Se nell’esercizio dell’attività lavorativa si instaura, con il consenso del preposto, una prassi contraria alle disposizioni di legge, causa di pericoli per gli addetti, in caso di infortunio del dipendente, il datore di lavoro che abbia omesso ogni forma di sorveglianza circa la pericolosa prassi operativa instauratasi, deve rispondere dell’infortunio occorso (Corte di Cassazione, Sentenza 11 aprile 2022, n. 13720).
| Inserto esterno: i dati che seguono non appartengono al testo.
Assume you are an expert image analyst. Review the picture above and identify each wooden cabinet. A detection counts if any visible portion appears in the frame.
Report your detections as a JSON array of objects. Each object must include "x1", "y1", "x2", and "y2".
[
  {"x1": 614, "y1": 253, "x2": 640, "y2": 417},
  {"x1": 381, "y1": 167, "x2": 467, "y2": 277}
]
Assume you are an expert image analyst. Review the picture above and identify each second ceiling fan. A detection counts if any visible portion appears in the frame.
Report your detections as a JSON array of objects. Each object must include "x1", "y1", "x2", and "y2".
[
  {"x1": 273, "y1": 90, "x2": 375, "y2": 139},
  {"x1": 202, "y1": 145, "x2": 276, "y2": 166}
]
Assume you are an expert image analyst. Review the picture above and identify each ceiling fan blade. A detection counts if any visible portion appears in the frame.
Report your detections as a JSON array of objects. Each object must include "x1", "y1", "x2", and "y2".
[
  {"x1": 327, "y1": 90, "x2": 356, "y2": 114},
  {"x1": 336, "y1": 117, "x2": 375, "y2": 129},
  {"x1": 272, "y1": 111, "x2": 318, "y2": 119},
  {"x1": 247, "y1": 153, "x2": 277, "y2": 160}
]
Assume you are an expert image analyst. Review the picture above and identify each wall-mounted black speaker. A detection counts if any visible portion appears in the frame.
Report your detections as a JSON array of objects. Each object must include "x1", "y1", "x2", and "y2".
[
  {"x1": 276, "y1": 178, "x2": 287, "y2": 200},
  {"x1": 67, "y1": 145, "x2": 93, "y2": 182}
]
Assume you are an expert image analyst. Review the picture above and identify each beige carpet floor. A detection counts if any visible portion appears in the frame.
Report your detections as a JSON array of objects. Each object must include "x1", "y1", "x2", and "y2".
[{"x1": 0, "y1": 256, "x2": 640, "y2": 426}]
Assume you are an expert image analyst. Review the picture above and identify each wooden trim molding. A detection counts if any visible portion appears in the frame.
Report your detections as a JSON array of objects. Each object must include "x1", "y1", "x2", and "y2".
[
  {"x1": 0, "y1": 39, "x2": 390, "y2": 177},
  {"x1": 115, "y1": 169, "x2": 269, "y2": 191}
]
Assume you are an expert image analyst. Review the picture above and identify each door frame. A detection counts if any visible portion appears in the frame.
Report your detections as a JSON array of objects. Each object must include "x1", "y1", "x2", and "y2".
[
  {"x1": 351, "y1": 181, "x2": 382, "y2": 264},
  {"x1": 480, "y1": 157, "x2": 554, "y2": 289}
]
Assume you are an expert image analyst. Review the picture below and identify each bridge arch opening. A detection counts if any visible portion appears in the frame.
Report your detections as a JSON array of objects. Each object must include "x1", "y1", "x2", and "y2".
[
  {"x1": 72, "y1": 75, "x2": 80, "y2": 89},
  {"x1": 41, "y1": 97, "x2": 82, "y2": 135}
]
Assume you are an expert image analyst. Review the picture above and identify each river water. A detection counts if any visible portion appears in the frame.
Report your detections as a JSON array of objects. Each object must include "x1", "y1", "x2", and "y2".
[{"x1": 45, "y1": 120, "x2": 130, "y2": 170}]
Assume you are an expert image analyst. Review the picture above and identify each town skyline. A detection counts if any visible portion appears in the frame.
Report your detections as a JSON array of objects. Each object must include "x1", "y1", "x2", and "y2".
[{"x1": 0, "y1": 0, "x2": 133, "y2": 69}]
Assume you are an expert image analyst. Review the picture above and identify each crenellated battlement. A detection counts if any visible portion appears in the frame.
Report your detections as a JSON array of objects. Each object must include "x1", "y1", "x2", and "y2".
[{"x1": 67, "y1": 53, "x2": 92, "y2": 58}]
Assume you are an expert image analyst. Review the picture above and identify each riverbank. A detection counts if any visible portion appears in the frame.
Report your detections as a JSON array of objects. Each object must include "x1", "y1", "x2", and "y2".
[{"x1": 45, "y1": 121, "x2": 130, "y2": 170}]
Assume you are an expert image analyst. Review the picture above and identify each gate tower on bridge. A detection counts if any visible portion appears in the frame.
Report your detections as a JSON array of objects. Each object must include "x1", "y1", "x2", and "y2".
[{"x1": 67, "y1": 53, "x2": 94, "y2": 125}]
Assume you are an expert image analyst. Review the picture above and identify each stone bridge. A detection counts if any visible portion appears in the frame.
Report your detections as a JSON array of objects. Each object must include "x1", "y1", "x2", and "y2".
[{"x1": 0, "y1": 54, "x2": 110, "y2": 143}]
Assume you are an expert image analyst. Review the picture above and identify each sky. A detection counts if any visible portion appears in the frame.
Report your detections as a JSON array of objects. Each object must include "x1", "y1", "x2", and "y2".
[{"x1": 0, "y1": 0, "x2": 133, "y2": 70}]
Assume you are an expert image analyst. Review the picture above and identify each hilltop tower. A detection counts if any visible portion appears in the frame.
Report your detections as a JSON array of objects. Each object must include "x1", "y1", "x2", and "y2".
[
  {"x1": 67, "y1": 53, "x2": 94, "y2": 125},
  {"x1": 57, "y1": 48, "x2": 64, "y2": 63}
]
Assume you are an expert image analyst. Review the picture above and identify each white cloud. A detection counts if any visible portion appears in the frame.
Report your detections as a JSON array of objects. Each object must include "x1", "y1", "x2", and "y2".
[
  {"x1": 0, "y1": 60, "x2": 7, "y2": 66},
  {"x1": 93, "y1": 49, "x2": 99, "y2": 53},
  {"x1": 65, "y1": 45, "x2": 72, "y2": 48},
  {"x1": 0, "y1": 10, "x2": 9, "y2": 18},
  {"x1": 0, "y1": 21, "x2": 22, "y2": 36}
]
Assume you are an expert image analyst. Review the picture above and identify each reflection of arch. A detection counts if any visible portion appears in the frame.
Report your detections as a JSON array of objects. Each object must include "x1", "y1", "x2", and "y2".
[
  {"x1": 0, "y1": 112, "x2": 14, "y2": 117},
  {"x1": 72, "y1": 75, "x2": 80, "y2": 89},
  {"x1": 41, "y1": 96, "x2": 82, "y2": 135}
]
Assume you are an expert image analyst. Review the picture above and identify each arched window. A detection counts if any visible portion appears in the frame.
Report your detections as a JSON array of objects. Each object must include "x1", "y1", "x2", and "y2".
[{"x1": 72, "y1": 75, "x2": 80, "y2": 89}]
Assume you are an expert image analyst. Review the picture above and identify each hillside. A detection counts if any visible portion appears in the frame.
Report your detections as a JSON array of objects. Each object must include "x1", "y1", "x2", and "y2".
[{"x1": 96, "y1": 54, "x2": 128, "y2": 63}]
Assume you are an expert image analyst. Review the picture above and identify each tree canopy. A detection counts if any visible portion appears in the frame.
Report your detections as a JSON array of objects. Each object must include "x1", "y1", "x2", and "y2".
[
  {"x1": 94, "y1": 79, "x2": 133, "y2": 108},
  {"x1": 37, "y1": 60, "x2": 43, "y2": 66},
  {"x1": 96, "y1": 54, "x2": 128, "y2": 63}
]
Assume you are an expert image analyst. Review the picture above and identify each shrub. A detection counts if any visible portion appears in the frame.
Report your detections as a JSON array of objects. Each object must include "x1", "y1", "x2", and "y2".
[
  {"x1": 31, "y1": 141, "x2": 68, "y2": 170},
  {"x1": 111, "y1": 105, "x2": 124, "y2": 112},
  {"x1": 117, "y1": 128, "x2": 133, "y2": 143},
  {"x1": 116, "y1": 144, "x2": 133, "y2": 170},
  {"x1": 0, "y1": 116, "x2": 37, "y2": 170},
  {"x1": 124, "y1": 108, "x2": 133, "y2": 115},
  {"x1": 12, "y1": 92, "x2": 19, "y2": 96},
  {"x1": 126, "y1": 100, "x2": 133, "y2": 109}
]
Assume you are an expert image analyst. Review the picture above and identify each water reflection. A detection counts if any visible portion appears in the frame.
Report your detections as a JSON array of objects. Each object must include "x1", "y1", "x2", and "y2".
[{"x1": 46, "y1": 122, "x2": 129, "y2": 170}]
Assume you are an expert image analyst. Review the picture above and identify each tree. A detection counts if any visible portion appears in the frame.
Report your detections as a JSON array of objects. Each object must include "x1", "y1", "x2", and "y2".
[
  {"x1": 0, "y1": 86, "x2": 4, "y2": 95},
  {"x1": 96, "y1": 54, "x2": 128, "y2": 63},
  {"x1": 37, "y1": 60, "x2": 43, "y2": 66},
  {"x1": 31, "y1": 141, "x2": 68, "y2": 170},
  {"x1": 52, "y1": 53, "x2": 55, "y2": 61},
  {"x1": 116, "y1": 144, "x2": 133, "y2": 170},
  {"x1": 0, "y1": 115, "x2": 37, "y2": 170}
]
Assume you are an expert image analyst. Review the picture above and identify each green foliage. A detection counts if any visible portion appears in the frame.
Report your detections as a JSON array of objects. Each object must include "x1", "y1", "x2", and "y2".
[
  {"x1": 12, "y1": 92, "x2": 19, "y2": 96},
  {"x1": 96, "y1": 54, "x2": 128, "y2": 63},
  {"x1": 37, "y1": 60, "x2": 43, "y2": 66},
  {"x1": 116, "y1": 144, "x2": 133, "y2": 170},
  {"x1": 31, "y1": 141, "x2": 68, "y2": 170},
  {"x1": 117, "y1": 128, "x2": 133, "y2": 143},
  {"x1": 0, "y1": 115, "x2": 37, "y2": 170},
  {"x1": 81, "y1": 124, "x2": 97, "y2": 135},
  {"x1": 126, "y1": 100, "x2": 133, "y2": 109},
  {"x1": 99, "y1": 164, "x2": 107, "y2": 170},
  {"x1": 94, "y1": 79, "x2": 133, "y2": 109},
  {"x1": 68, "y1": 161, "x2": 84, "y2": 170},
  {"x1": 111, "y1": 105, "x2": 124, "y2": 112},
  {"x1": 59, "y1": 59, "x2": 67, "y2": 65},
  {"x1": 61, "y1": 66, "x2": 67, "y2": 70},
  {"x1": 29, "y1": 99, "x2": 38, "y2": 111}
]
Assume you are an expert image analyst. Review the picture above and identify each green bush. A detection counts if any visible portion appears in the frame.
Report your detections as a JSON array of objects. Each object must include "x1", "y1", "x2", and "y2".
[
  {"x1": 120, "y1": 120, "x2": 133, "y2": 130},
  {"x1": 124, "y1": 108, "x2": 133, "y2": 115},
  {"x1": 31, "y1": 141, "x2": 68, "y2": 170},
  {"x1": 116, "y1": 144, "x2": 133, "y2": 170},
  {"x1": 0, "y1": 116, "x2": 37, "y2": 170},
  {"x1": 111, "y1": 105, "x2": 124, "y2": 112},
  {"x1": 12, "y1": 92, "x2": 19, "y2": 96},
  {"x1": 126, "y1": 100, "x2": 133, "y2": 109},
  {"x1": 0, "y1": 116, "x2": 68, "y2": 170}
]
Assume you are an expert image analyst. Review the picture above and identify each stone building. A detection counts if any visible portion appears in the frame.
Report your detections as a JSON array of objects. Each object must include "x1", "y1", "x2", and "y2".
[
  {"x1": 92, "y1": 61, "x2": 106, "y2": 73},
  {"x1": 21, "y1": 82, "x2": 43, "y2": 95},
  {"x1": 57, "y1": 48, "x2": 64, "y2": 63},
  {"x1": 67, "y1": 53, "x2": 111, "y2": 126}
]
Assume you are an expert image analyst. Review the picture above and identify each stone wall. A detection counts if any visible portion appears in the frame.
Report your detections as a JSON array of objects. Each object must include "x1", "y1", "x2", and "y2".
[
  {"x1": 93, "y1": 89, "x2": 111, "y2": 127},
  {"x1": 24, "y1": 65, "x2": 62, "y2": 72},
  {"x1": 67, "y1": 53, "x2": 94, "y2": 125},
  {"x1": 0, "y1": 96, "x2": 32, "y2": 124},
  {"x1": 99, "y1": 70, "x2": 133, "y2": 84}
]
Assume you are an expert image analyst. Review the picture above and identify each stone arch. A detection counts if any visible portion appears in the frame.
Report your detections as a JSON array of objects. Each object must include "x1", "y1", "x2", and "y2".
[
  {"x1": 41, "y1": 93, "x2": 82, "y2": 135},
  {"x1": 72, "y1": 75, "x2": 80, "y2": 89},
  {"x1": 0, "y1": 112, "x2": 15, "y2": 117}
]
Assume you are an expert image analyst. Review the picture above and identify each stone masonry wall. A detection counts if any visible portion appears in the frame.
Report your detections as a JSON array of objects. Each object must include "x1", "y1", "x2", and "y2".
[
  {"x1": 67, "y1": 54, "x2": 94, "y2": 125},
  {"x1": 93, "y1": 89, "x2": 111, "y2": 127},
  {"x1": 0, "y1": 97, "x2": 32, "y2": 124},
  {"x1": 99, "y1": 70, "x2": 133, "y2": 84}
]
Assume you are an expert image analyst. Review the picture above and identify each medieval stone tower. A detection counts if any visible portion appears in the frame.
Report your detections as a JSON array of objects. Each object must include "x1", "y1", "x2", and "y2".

La Corte d’appello territoriale ha confermato la condanna del datore di lavoro per il reato di lesioni colpose commesse con violazione delle norme antinfortunistiche.
Il predetto datore, in particolare, era ritenuto responsabile di avere tollerato la prassi, diffusa all’interno dello stabilimento lavorativo, per la quale gli operai sforniti di apposito titolo abilitativo si ponevano alla guida di carrelli elevatori.
Nel caso in esame uno degli operai alle dipendenze della società, non in possesso di titolo abilitativo e sprovvisto di formazione sull’uso dei carrelli elevatori, in un momento di pausa della lavorazione, approfittando dell’assenza momentanea del carrellista, metteva in moto il muletto per spostarlo e, premendo inavvertitamente il pedale dell’accelleratore, colpiva il piede di un altro dipendente, fermo vicino al mezzo, causandogli lesioni gravissime.
Avverso la pronuncia di condanna ha proposto ricorso per cassazione il datore, sostenendo, in particolare, di essere a capo di una struttura complessa, articolata in più cantieri, anche distanti tra loro e che, pertanto, vi fossero anche altre persone deputate alla direzione e alla vigilanza e che nei turni a squadra vi fosse almeno un carrellista abilitato.
Tali circostanze, secondo il ricorrente, dovevano indurre a concludere che non vi fosse, all’interna dell’azienda, una prassi pericolosa, peraltro tollerata dalla dirigenza.
L’accertata osservanza delle norme antinfortunistiche e la presenza di figure intermedie qualificate preposte a vigilare avrebbe, in sintesi, dovuto indurre la Corte di merito a giungere ad una sentenza di assoluzione nei confronti dello stesso datore.
La Suprema Corte ha dichiarato inammissibile il ricorso, in quanto ha ritenuto provata, sulla base delle testimonianze dei dipendenti che hanno riferito sul punto, l’esistenza di una prassi pericolosa tollerata dalla dirigenza ed ha, altresì, ritenuto applicabile al caso in esame il principio secondo cui è preciso compito del datore di lavoro controllare che i preposti, nell’esercizio dei compiti di vigilanza, si attengano alle disposizioni di legge; per tale ragione, qualora nell’esercizio dell’attività lavorativa si instauri, come nel caso in esame, con il consenso del preposto, una prassi operativa contraria alla legge, potenzialmente causa di pericoli per gli addetti, in caso di infortunio del dipendente, il datore di lavoro che abbia omesso ogni forma di sorveglianza circa la pericolosa prassi operativa instauratasi, deve rispondere dell’infortunio occorso.